Archive | April, 2009

Check Out Our Soil Crusts!

25 Apr

Very well developed biological soil crustsThis a picture of what we wish most of our desert still looked like. These are biological soil crusts that take many years to grow and only a second to destroy. If my swiss army knife were in the picture you would see that these guys are about four inches tall and took about 50 years to get that big. If not for cows and jeeps and ATV’s and bikes and any other thing trundling across the open lands, most of our desert would still be covered with and protected by these living organisms. Anyone who has spent any time over the last ten years here can tell you that there is way more dust in the air on a windy day. That’s because the soil crusts have been disturbed and can’t do their important job of holding the dirt in place. Once a patch has been crushed to dust (one footprint can be a culprit), that dust migrates with the next wind and smothers the neighboring crusts. It is a sad story that is only going to get better if people, all of us, start paying a lot more attention to detail. Every footstep, campsite, and tire track leaves a mark. There are a lot of us out there and we need to make a difference. Start now!

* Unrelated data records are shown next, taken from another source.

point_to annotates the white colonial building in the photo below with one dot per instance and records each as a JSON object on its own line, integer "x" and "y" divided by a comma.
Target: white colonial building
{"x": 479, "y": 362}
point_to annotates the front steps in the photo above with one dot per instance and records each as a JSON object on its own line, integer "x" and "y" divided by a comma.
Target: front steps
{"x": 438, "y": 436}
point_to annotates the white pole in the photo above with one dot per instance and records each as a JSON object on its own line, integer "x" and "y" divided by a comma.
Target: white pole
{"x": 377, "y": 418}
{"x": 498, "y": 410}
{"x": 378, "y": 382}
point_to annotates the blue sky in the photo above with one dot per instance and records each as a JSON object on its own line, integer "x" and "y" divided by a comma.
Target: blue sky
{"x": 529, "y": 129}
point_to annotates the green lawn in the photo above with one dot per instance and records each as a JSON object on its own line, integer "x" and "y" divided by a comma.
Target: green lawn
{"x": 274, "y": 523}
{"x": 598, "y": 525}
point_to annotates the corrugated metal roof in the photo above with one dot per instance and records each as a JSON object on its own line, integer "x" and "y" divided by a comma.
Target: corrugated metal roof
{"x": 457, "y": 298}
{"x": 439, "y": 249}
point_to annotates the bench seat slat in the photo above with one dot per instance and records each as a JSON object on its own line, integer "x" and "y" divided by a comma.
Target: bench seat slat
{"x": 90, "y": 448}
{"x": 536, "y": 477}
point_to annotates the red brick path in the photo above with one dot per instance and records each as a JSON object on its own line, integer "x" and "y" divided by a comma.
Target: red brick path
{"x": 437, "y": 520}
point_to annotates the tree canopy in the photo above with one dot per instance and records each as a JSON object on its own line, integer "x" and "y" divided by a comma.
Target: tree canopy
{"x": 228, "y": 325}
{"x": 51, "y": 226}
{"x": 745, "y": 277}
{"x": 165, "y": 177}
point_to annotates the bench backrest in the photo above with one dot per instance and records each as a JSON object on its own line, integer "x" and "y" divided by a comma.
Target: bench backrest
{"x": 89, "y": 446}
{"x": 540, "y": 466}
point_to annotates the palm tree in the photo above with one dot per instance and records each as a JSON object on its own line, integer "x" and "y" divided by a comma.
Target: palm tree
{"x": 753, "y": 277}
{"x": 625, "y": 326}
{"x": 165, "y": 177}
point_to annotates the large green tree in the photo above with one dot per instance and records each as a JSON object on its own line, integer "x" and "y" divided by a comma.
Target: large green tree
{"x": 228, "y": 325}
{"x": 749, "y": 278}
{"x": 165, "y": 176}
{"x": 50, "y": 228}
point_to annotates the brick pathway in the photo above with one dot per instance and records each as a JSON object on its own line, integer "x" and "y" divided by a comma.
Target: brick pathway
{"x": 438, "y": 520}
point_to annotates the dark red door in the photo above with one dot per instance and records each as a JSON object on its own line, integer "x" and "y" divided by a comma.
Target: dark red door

No Trepidation on Intrepid

25 Apr

Not to brag too much but this trail along the rim of Dead Horse Point State Park is fantastic.  This brand spanking new singletrack was designed by locals along with the IMBA Trail Care Crew and built by locals with the assistance of pros from the American Conservation Experience trail crews. The trail winds along through the pinion-juniper desert in and out of small drainages, up and over rock ledges and out to spectacular viewpoints that take your breath away.  The ride is designed for beginners and families and is where to go for a refreshing, remote, laid back peddle through some of the most wonderful country where you will most likely see deer, rabbits, hawks, and an aerial view of the Colorado River like no other. The trail moves back and forth from the rim to minimize impacts to wildlife, skirts potholes to protect local fauna access to water, avoids cryptogamic soils that hold the desert in place and keeps you abreast of your location through an informative map signage system. The complete 9 mile loop system will keep every member of the group engaged and if you are lucky enough to have rented the group site (located along the route), some of them can break off and relax with a beer or a cup of tea while everyone else goes for a second round.




The Whole Enchilada

25 Apr

Enough already! No more threats of tickets for illegal riding, no more covert shuttle activity, and no more wishful thinking that someday we would have a trail of epic proportion that showcases our mountains and desert with 7000 feet of elevation drop. The Forest Service in the La Sal Mountains has come through again for the mountain biking community. Say thanks to Brian and Max (and let’s not forget Jeff and Joel from Trail Mix) for coordinating the biologists and botanists and archeologists. Say thanks again for designing a fantastic reroute of the previously user created trail that forgot about the critter’s breeding habits and other environmental concerns. Another thanks for getting those biker volunteers out there for the big trail work day push that put the official opening in March instead of maybe sometime in August. If it ever stops snowing up there (actually it is melting fast now), we’ll all be enjoying the latest addition to a fine network of trails in Moab’s own little mountain range.